Pensje rosną, ale za wolno
Pensje nauczycieli od września wzrosły o 9,6 procent. Oznacza to, że wynagrodzenie zasadnicze dla nauczycieli (z tytułem magistra i przygotowaniem pedagogicznym) wynosi obecnie odpowiednio: 2782 zł brutto - dla stażysty, 2862 zł - dla nauczyciela kontraktowego, 3250 zł - dla nauczyciela mianowanego oraz 3817 zł dla nauczyciela dyplomowanego.
Według najnowszego raportu Eurydice, agendy Unii Europejskiej do sprawy edukacji, w latach 2015-2018 po uwzględnieniu rosnących kosztów życia pensje polskich nauczycieli wzrosły naprawdę o zaledwie procent. W tym samym czasie w większości krajów Europy pensje wzrosły realnie o co najmniej 4 procent.
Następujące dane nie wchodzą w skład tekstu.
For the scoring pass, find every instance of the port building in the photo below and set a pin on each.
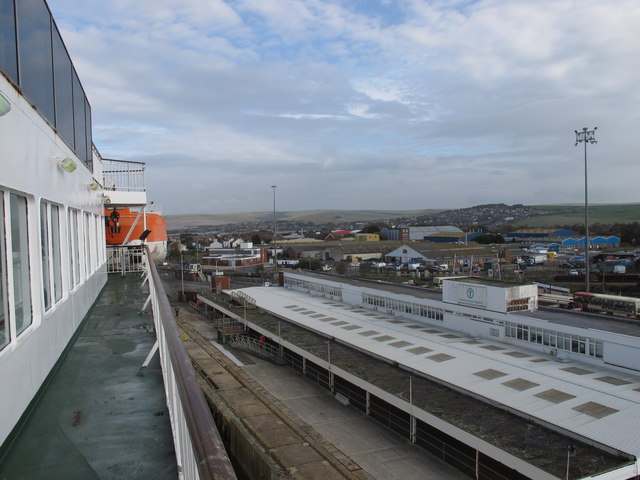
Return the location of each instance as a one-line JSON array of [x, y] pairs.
[[477, 374]]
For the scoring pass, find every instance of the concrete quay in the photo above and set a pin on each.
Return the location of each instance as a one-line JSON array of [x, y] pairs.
[[277, 424]]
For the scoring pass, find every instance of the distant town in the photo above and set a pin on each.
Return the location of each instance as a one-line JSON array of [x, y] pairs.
[[490, 240]]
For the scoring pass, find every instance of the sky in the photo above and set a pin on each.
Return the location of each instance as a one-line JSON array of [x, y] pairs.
[[362, 104]]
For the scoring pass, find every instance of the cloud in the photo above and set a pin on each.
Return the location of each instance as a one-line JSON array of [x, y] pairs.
[[386, 105]]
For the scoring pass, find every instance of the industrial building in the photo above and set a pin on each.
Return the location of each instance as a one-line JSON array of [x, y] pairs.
[[246, 254], [476, 374]]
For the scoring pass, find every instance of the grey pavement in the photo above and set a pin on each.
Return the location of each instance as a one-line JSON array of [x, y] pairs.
[[384, 454]]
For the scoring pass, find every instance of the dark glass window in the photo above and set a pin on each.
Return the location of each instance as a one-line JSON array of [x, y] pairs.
[[79, 124], [36, 64], [8, 52], [87, 116], [63, 88]]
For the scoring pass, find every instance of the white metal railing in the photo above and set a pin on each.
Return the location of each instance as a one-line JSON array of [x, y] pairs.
[[124, 259], [200, 452], [120, 175]]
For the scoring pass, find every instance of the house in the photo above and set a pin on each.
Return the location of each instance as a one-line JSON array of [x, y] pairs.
[[367, 237]]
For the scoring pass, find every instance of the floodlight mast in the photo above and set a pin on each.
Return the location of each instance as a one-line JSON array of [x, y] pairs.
[[586, 136], [275, 246]]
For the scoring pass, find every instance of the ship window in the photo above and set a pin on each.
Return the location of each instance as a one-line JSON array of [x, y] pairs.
[[78, 119], [21, 285], [8, 51], [63, 88], [36, 61], [87, 244], [74, 250], [4, 301], [44, 246], [50, 247], [55, 252]]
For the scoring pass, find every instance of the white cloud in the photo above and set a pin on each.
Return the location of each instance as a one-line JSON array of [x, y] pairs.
[[364, 105]]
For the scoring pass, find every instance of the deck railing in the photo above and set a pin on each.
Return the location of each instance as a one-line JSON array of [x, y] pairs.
[[200, 452], [123, 176], [124, 259]]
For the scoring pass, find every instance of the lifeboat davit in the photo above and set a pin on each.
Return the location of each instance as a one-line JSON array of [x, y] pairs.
[[121, 227]]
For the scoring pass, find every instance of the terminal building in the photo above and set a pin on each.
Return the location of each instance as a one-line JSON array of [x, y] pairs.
[[477, 374]]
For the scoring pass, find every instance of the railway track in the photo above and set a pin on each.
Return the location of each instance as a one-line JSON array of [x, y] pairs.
[[340, 463]]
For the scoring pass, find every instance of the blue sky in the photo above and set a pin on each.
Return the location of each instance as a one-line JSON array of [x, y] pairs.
[[362, 104]]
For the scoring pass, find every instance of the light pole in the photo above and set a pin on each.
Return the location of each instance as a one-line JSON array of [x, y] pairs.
[[586, 136], [182, 276], [275, 245]]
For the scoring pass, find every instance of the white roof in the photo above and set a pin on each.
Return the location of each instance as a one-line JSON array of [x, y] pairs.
[[600, 404]]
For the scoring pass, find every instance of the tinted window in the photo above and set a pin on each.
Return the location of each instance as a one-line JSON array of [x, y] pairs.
[[87, 116], [63, 88], [78, 119], [8, 56], [36, 66]]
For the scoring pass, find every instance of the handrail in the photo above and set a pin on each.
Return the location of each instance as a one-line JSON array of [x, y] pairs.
[[209, 453]]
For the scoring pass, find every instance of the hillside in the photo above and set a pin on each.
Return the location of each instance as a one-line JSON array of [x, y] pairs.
[[316, 217], [493, 216]]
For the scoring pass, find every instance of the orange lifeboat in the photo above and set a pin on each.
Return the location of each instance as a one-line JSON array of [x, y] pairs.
[[121, 226]]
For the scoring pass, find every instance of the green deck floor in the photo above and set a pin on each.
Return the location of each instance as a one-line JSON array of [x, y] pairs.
[[97, 418]]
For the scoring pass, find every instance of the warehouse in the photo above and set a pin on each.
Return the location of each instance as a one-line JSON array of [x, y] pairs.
[[573, 384]]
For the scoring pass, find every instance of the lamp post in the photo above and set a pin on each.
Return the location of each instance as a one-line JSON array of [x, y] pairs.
[[182, 276], [275, 245], [586, 136]]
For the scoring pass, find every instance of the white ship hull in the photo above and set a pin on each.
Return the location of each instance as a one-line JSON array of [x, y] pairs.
[[52, 251]]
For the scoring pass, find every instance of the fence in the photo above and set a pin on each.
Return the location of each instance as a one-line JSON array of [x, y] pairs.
[[124, 259], [200, 452], [123, 176]]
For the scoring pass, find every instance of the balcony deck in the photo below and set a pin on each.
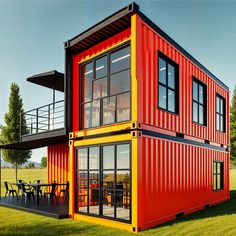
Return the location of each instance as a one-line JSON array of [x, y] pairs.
[[60, 211]]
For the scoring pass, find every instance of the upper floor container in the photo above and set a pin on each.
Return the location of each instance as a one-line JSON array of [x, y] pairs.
[[126, 70]]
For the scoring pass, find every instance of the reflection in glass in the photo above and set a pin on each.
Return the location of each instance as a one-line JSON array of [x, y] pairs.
[[82, 179], [219, 181], [195, 91], [162, 71], [87, 76], [171, 76], [123, 155], [108, 157], [82, 200], [109, 108], [108, 178], [195, 112], [108, 203], [201, 114], [100, 88], [123, 180], [123, 107], [162, 97], [93, 179], [217, 121], [101, 67], [171, 100], [120, 60], [94, 201], [218, 104], [96, 113], [201, 94], [94, 158], [120, 82], [123, 212], [87, 115], [82, 162], [221, 106]]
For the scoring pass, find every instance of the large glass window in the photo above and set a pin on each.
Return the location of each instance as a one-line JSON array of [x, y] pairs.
[[105, 96], [218, 175], [199, 102], [167, 84], [220, 113], [104, 181]]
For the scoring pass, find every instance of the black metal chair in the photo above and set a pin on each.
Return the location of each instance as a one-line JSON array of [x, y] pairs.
[[40, 190], [65, 191], [9, 190], [26, 193], [51, 194]]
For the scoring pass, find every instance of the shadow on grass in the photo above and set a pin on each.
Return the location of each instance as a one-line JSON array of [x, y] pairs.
[[224, 208]]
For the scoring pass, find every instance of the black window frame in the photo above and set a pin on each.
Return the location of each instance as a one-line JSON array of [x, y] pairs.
[[109, 74], [100, 215], [216, 174], [221, 98], [204, 104], [176, 82]]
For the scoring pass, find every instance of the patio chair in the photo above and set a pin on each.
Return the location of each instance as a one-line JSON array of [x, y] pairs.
[[40, 190], [26, 193], [65, 191], [9, 190], [51, 194]]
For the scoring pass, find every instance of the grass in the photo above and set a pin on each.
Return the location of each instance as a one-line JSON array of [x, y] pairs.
[[216, 220]]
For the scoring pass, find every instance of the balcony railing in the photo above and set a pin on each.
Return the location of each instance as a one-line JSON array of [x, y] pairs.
[[43, 119]]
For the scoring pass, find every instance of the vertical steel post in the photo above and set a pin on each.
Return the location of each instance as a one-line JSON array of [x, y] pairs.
[[0, 174], [49, 117], [37, 119]]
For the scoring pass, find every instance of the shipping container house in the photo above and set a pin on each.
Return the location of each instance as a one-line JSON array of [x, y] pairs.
[[146, 134]]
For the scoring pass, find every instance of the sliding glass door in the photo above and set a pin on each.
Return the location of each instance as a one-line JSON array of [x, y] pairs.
[[104, 181]]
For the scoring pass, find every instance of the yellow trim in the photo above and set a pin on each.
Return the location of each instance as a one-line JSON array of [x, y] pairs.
[[134, 87], [134, 185], [71, 177], [101, 221], [134, 106], [107, 139], [106, 129], [103, 51]]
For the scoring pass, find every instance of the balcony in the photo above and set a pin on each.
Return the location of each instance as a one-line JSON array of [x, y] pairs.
[[43, 122]]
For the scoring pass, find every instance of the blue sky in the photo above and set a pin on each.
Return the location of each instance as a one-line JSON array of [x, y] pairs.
[[32, 35]]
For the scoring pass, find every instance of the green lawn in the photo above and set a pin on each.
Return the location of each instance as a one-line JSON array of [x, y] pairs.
[[216, 220]]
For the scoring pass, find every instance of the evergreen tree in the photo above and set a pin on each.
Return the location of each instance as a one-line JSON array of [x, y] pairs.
[[10, 132], [233, 128]]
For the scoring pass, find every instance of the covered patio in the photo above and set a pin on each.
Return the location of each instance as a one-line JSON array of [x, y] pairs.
[[59, 211]]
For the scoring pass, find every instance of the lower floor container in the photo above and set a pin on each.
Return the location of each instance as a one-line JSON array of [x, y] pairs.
[[135, 181]]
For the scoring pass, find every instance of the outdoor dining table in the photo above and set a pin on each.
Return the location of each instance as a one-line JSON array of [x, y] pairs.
[[38, 186]]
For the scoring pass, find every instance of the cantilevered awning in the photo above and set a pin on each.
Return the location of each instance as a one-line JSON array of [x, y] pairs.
[[38, 140], [51, 79]]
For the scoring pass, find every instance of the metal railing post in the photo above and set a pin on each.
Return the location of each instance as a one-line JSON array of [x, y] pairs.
[[49, 117], [20, 128], [37, 119]]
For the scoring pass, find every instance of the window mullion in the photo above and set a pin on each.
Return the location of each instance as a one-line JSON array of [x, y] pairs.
[[167, 105]]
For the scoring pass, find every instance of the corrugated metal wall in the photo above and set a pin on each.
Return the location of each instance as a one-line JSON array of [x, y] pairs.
[[84, 56], [58, 163], [175, 177], [148, 44]]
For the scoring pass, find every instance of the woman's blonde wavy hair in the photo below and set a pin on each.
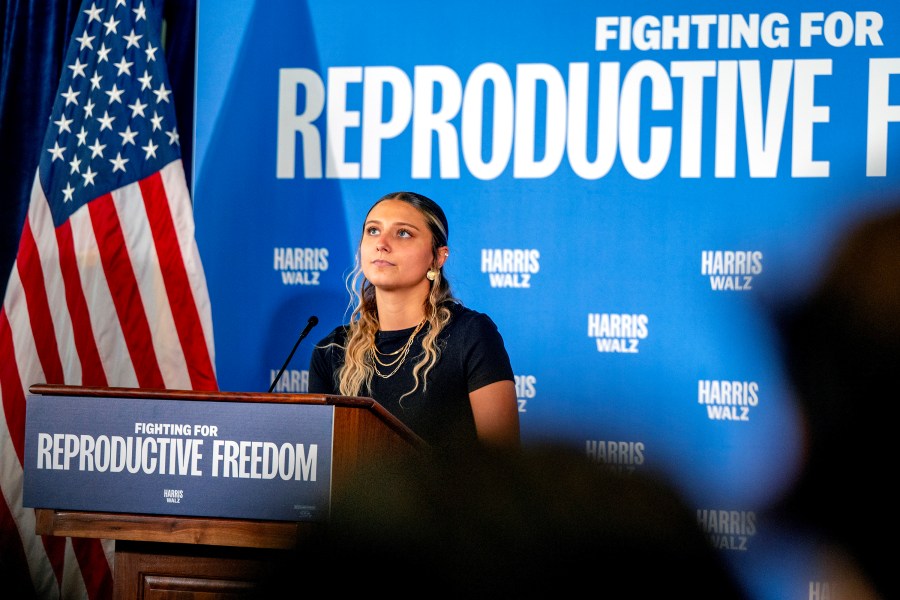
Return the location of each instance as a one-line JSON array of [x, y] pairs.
[[358, 369]]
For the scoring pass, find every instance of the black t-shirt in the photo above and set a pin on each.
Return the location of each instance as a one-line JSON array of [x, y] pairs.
[[472, 356]]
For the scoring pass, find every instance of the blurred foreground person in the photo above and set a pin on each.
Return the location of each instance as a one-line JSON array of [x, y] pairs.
[[841, 348], [493, 522]]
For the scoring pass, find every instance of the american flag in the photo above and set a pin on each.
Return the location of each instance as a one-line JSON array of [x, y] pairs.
[[108, 288]]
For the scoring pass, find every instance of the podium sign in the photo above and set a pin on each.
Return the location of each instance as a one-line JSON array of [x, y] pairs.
[[269, 461]]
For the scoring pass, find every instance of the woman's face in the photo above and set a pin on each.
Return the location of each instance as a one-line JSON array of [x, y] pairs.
[[395, 251]]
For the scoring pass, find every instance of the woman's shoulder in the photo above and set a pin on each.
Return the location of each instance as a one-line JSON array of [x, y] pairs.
[[463, 316], [336, 336]]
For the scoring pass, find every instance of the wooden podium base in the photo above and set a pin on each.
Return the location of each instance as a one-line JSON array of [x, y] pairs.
[[178, 558], [158, 571]]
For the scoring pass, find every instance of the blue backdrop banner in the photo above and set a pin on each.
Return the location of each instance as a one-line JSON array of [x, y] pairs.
[[631, 191]]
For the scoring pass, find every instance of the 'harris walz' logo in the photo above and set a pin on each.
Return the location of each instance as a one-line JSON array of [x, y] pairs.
[[300, 266], [617, 332], [173, 496], [731, 270], [510, 268], [728, 529]]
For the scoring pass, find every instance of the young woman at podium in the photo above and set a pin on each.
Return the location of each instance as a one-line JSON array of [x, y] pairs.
[[439, 367]]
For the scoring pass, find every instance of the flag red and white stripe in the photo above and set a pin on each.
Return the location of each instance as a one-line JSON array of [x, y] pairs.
[[108, 288]]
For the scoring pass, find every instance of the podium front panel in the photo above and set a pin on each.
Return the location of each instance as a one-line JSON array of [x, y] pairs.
[[246, 460]]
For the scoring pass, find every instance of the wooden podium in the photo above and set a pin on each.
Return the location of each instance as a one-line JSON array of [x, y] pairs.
[[165, 557]]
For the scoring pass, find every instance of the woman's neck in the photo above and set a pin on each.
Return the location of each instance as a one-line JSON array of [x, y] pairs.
[[399, 311]]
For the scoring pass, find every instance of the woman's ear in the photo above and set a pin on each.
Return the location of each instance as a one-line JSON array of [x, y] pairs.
[[442, 253]]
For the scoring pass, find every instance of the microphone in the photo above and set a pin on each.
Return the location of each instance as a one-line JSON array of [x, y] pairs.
[[313, 321]]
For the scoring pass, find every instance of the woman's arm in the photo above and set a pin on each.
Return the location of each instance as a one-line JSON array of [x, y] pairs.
[[496, 413]]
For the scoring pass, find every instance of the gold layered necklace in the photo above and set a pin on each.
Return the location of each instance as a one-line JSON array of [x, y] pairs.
[[399, 354]]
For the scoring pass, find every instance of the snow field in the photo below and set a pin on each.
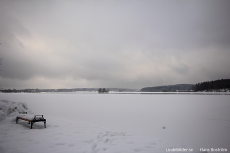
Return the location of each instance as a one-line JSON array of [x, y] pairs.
[[95, 123]]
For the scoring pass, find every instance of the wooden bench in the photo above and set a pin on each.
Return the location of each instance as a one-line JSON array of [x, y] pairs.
[[31, 118]]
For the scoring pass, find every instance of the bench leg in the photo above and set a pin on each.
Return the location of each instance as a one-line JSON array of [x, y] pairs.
[[31, 124]]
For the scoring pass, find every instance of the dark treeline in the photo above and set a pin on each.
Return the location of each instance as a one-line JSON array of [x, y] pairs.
[[212, 85]]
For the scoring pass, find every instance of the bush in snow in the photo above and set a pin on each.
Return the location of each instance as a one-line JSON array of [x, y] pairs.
[[9, 108]]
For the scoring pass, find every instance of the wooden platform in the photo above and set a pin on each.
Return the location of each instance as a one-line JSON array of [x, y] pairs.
[[31, 120]]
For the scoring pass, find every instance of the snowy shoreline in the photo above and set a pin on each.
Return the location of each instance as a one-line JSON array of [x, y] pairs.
[[116, 123]]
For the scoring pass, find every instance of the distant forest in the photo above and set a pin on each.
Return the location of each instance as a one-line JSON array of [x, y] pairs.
[[212, 85], [169, 88]]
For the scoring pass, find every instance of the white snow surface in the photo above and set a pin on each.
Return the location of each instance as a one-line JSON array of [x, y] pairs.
[[115, 123]]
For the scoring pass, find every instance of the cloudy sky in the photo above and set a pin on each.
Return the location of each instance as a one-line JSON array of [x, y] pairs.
[[108, 43]]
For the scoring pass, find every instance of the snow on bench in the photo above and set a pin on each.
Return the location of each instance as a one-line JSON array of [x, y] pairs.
[[31, 118]]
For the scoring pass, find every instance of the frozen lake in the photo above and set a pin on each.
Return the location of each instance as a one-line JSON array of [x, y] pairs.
[[128, 122]]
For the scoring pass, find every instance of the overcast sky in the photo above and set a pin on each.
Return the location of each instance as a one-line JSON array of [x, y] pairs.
[[106, 43]]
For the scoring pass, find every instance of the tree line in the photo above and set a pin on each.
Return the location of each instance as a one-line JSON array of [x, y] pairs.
[[212, 85]]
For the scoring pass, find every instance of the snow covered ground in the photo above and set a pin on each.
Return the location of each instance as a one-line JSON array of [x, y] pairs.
[[116, 123]]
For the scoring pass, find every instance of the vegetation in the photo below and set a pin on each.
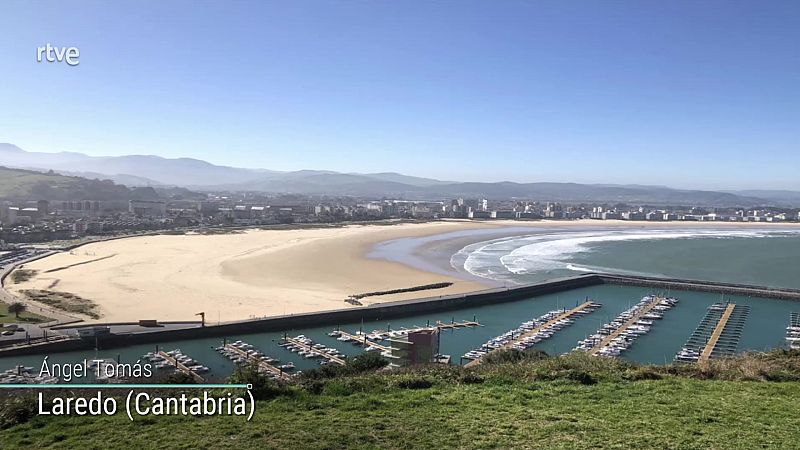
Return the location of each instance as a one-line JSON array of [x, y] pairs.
[[27, 184], [64, 301], [533, 402]]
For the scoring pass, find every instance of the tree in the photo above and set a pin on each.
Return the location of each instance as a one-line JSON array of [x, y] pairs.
[[17, 308]]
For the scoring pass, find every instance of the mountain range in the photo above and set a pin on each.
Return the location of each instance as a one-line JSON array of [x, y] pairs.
[[148, 170]]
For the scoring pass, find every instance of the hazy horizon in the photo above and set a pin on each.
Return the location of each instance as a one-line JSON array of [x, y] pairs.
[[687, 95]]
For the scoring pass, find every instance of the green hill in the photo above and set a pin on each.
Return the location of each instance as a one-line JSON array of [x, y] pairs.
[[570, 402], [18, 184]]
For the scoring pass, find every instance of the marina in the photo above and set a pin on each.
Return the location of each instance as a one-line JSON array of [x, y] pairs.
[[764, 329], [369, 340], [181, 362], [717, 335], [307, 348], [617, 336], [532, 332], [793, 331]]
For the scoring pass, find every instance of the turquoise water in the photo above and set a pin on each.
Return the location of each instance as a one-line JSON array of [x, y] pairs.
[[763, 257], [760, 257], [764, 329]]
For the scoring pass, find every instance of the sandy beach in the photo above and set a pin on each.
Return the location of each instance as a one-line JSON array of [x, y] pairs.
[[260, 273]]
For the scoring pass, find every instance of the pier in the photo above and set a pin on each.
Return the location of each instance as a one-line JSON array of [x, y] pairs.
[[386, 334], [361, 339], [180, 366], [717, 335], [705, 355], [625, 325], [256, 360]]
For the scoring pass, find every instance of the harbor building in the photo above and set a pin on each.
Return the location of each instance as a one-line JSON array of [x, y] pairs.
[[418, 347]]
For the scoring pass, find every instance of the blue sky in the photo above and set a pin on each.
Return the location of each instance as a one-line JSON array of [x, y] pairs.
[[698, 94]]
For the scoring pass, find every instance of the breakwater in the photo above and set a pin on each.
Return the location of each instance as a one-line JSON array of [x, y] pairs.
[[400, 309]]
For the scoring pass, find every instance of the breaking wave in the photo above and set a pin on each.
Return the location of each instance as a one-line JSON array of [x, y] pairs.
[[511, 258]]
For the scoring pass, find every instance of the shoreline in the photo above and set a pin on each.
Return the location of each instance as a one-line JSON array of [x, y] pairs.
[[263, 273]]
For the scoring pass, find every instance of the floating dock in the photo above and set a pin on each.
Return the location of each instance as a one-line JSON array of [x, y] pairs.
[[260, 362], [309, 347], [717, 335], [180, 366], [618, 335], [361, 339], [625, 325], [388, 334]]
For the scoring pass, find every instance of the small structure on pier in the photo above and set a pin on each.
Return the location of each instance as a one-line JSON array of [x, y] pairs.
[[417, 347]]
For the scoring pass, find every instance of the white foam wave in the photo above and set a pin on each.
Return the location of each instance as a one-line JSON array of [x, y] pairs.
[[504, 258]]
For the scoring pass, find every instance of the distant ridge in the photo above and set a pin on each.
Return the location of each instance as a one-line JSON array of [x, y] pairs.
[[149, 170]]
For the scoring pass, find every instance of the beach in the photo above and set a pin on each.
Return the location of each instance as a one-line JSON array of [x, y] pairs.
[[260, 273]]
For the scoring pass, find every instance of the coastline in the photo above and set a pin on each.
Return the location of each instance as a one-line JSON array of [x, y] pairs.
[[263, 273]]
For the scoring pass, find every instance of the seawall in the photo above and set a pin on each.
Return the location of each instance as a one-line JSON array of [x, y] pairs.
[[402, 308]]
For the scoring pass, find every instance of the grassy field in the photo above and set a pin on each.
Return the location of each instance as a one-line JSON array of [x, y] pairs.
[[554, 404]]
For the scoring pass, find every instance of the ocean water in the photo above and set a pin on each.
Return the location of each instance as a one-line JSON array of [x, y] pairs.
[[761, 257], [764, 257]]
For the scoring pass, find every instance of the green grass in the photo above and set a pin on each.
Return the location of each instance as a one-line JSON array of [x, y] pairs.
[[572, 402], [674, 413]]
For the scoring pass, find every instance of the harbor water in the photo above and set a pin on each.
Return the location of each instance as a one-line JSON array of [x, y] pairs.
[[765, 328]]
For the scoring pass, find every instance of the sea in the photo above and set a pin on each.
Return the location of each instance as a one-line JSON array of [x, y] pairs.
[[515, 256]]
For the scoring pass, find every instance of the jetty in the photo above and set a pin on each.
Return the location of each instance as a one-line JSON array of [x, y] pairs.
[[638, 315], [173, 361], [793, 331], [531, 332], [717, 335], [359, 339], [618, 335], [253, 358], [438, 326], [307, 346], [705, 355]]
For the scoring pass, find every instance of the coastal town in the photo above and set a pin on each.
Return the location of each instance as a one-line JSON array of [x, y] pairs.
[[37, 220]]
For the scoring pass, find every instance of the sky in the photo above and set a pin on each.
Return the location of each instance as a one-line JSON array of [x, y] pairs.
[[689, 94]]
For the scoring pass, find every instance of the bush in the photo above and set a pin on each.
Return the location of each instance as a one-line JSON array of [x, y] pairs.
[[410, 381], [366, 362], [514, 355], [16, 410], [471, 378]]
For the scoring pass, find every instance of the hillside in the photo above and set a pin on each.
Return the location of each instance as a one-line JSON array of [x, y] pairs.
[[18, 184], [150, 170], [571, 402]]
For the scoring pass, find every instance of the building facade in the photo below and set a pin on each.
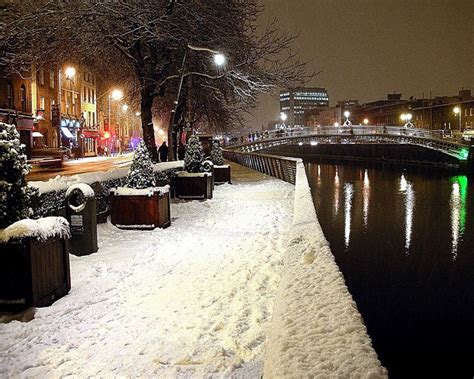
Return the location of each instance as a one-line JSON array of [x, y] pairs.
[[52, 107], [295, 102], [436, 114]]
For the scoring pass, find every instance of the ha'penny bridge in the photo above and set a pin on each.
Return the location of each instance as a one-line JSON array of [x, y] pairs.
[[271, 151]]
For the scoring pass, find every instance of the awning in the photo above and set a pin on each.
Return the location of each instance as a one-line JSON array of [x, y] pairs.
[[66, 132]]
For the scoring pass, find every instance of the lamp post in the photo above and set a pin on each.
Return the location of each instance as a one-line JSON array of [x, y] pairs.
[[406, 118], [457, 111], [219, 60]]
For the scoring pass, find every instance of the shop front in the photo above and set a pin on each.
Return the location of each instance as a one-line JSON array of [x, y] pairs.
[[90, 143], [24, 126]]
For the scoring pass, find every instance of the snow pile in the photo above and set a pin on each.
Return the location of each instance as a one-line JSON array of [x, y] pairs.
[[41, 229], [192, 300], [86, 190], [316, 329], [125, 191], [63, 182]]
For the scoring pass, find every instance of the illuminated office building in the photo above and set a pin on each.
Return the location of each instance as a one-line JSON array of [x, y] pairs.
[[296, 101]]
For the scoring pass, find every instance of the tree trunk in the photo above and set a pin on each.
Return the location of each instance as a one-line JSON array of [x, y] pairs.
[[147, 122]]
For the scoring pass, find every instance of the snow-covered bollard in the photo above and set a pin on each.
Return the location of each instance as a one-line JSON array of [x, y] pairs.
[[82, 215], [221, 171], [34, 262]]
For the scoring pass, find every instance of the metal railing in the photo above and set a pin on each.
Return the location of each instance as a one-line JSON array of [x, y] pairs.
[[283, 168]]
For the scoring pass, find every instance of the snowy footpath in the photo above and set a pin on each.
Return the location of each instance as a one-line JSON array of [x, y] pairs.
[[192, 300]]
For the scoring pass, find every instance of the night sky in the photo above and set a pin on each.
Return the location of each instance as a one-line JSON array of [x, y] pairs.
[[368, 48]]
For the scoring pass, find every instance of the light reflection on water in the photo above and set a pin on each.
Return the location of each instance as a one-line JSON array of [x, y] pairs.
[[348, 193], [405, 244], [366, 195], [406, 189]]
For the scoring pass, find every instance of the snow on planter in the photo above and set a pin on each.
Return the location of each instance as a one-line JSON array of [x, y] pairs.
[[140, 205], [125, 191], [41, 229]]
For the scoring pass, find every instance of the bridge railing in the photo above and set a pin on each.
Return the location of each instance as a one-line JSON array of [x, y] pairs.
[[283, 168], [265, 135]]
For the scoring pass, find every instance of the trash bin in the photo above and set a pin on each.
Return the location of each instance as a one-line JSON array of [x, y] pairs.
[[82, 217]]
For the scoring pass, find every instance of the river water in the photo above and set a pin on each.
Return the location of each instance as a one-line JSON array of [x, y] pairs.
[[404, 241]]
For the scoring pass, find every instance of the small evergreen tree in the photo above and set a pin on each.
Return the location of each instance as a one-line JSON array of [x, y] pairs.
[[216, 154], [141, 173], [15, 194], [194, 155]]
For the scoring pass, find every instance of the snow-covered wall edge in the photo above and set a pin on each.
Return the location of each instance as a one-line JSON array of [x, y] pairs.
[[316, 329]]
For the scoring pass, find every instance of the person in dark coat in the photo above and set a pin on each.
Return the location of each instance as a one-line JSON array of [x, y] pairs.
[[163, 152]]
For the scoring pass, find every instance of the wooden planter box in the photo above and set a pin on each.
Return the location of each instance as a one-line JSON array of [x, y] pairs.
[[141, 211], [193, 186], [33, 273], [222, 174]]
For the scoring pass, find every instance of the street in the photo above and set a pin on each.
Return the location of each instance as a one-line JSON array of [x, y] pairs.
[[80, 166]]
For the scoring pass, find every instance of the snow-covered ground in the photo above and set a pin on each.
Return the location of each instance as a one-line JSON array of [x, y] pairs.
[[190, 300], [316, 329]]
Raport Eurydice uwzględnia różnice w kosztach życia i wysokość podatków. Tak mierzone pensje polskich nauczycieli wynoszą mniej niż połowę średniej europejskiej.
Poza Europą jest jeszcze gorzej
ONZ szacuje, że aby zapewnić każdemu dziecku na świecie dostęp do wysokiej jakości edukacji do 2030 roku, trzeba zatrudnić niemal 26 mln nowych nauczycieli w szkołach podstawowych. Najtrudniejsza jest sytuacja w Nigerii, gdzie w 2015 r. brakowało 380 tys. nauczycieli. Problem braku kadr dotyczy niemal całej Afryki Subsaharyjskiej - w siedmiu na 10 państwach tego regionu jest zbyt mało pedagogów. Ogromne braki notuje się też w Indiach i Indonezji.
Do 2030 r. według ONZ najwięcej nauczycieli będzie brakowało w Chinach (trzeba będzie zatrudnić dodatkowo 3,5 mln osób), Indiach (3 mln) i Indonezji (1,2 mln).